A partida começou torta para os visitantes, com Cássio Scheid a ver aquele que terá sido o cartão amarelo mais rápido da Primeira Liga por uma entrada desnecessária ou no mínimo imprudente sobre Grujic com apenas 25 segundos de jogo. Má entrada? Não, o início de um verdadeiro pesadelo. Num lance com revisão de VAR onde a mão de Licá é bem visível mas onde estava em causa a intencionalidade do lance, Tiago Martins assinalou grande penalidade, Taremi inaugurou o marcador e houve mais dois jogadores a ficarem tapados com amarelo por protestos, neste caso Tomás Tavares e Jonathan Lucca (6′). Mas o pior estava ainda para vir, neste caso com muita arte de Taremi à mistura: em duas jogadas em que conseguiu receber entre linhas, virar-se sem pressão sobre o portador e olhar de frente para o jogo, o iraniano assistiu Toni Martínez para o 2-0 (14′) e fez mais um passe para golo para Luis Díaz apontar o terceiro, sempre solicitando as costas de Tomás Tavares (20′).

Beto pedia calma à equipa enquanto manifestava a sua frustração agarrando a camisola, depois de se ter virado para o repórter da SportTV antes da marcação da grande penalidade com o desabafo “O futebol português é isto”. E do banco chegavam redobrados pedidos para essa serenidade, tendo em conta também as duas “finais” que ficarão a faltar na luta pela permanência.

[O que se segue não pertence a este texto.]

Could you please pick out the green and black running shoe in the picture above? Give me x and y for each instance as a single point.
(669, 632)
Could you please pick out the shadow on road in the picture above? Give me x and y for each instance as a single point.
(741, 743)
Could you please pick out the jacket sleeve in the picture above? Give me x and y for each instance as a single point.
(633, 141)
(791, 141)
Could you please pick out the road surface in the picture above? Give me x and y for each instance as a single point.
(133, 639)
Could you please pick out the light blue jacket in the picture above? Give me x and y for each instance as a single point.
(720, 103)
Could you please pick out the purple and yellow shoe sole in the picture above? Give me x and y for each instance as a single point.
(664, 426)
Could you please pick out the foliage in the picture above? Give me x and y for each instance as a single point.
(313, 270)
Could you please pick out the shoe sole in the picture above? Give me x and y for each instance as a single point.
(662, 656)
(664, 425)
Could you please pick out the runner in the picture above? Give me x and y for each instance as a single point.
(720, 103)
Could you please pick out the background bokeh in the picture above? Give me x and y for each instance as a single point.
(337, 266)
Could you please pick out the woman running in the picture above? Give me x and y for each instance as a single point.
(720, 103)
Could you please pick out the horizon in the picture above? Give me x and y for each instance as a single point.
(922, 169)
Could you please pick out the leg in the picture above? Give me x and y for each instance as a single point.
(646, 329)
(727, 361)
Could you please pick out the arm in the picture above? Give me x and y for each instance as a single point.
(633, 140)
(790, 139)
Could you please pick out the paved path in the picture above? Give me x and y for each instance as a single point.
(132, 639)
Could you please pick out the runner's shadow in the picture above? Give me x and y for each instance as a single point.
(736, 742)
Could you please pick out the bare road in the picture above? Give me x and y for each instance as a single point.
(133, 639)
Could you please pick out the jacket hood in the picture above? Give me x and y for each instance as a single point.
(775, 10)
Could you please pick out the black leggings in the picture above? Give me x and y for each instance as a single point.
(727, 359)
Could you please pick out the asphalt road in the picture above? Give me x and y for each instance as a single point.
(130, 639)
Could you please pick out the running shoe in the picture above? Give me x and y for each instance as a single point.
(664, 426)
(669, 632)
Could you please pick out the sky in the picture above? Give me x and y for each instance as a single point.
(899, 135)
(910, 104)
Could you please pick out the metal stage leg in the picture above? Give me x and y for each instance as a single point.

No entanto, o Farense estava mesmo mergulhado numa autêntica lei de Murphy, vendo Bilel ser expulso pela primeira vez na carreira por uma entrada duríssima sobre Wilson Manafá por trás na zona do calcanhar de Aquiles que foi revista pelo VAR (32′) e um golo anulado em período de descontos a Pedro Henrique num lance em que Mbemba se alheou por completo de uma bola nas costas, acabou por perder o controlo da jogada, viu ainda Marchesín fazer uma grande defesa mas tudo ficou sem efeito.

Ao intervalo, os próprios treinadores assumiram com as opções que tomaram que o encontro tinha chegado ao fim, naquele que foi o primeiro jogo do FC Porto na presente temporada em que os dragões conseguiram marcar três golos. Sérgio Conceição, que tinha como principal desafio para os restantes 45 minutos manter a equipa com os mesmos índices de intensidade e agressividade, tirou Mbemba (que apesar de tudo teve uma “paragem” no golo que seria depois anulado) e lançou Diogo Leite; Jorge Costa, a pensar nos próximos encontros, abdicou de jogadores com amarelo ou em risco de exclusão como Tomás Tavares, Jonathan Lucca, Ryan Gauld e Pedro Henrique e lançou Alex Pinto, Falcão, Madi Queta e Fabrício Isidoro, naquela que foi a primeira ocasião em que um treinador fez quatro substituições ao intervalo na Primeira Liga. O resto do jogo era fácil de perceber.

Com os dragões a controlarem melhor mesmo que sem imprimirem a mesma velocidade e intensidade nas saídas, um aspeto determinante para desmontar a defesa algarvia com exploração dos espaços nas costas dos médios e as desmarcações de rutura, e um Farense mais resignado a uma noite onde tudo corria mal, o jogo teve menos oportunidades mas nem por isso deixou de adensar a superioridade dos azuis e brancos: Toni Martínez apareceu em posição privilegiada na área após boa combinação ofensiva para rematar ao lado (53′), Taremi aumentou a vantagem para 4-0 num lance com tanto de simples como eficaz que começou numa interceção de Uribe e teve ainda uma grande assistência de Otávio para a diagonal do iraniano (59′), Fábio Vieira e Evanilson obrigaram Beto a defesas complicada para canto (68′ e 73′). Ainda assim, e já a fechar, João Mário aumentou para 5-0 após assistência de Marchesín numa saída rápida (84′) e Licá reduziu a um minuto dos 90′ aproveitando um falha entre Diogo Leite e o guarda-redes argentino que permitiu ao ex-dragão fazer o golo de honra.